Acara ini bukan sekadar perayaan seremonial tahunan melainkan wujud nyata rasa syukur kepada Tuhan dan bumi yang telah memberikan keberkahan dan kehidupan dengan semangat gotong royong dan persatuan

Wakil wali kota Batu Heli Suyanto

Wakil Wali Kota Batu, Heli Suyanto, yang hadir dalam acara tersebut, menyampaikan apresiasinya terhadap kekuatan budaya dan kearifan lokal masyarakat Tulungrejo.

Ia bahkan mendorong agar tradisi semacam ini bisa diangkat menjadi agenda resmi dalam kalender pariwisata Kota Batu.

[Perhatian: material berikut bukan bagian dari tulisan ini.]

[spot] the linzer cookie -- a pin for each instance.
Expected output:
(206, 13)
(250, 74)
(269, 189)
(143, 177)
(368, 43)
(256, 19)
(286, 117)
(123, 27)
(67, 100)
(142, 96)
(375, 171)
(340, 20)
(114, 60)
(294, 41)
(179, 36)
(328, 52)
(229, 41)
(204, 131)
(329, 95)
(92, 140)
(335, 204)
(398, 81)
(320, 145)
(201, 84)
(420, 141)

“Ini kan tradisi masyarakat Kota Batu, budaya seperti ini harus dilestarikan. Kalau bisa, ini dimasukkan ke dalam kalender wisata Dinas Pariwisata,” ujar Heli, sembari ikut mengaduk dan mencicipi njenang bersama warga.

Pentas Seni antar dusun

Selain pembuatan njenang oleh masing-masing RW secara swadaya, acara juga dimeriahkan dengan pentas seni yang menampilkan ragam kesenian khas dari seluruh dusun yang ada di Desa Tulungrejo.

Setiap dusun mempersembahkan pertunjukan yang menggambarkan kekayaan budaya dan semangat gotong royong yang masih hidup dan lestari.

Seni tari, tembang tradisional, hingga pertunjukan musik lokal menyatu dalam semangat kebersamaan, menjadikan Merti Bumi bukan hanya sarana pelestarian tradisi, tetapi juga media ekspresi kolektif warga desa.

Kades Tulungrejo Kecamatan Bumiaji, Suliono

Kepala Desa Tulungrejo, Suliono, menegaskan kegiatan seperti ini bukan hanya simbol tradisi, tetapi juga ruang untuk memperkuat solidaritas warga.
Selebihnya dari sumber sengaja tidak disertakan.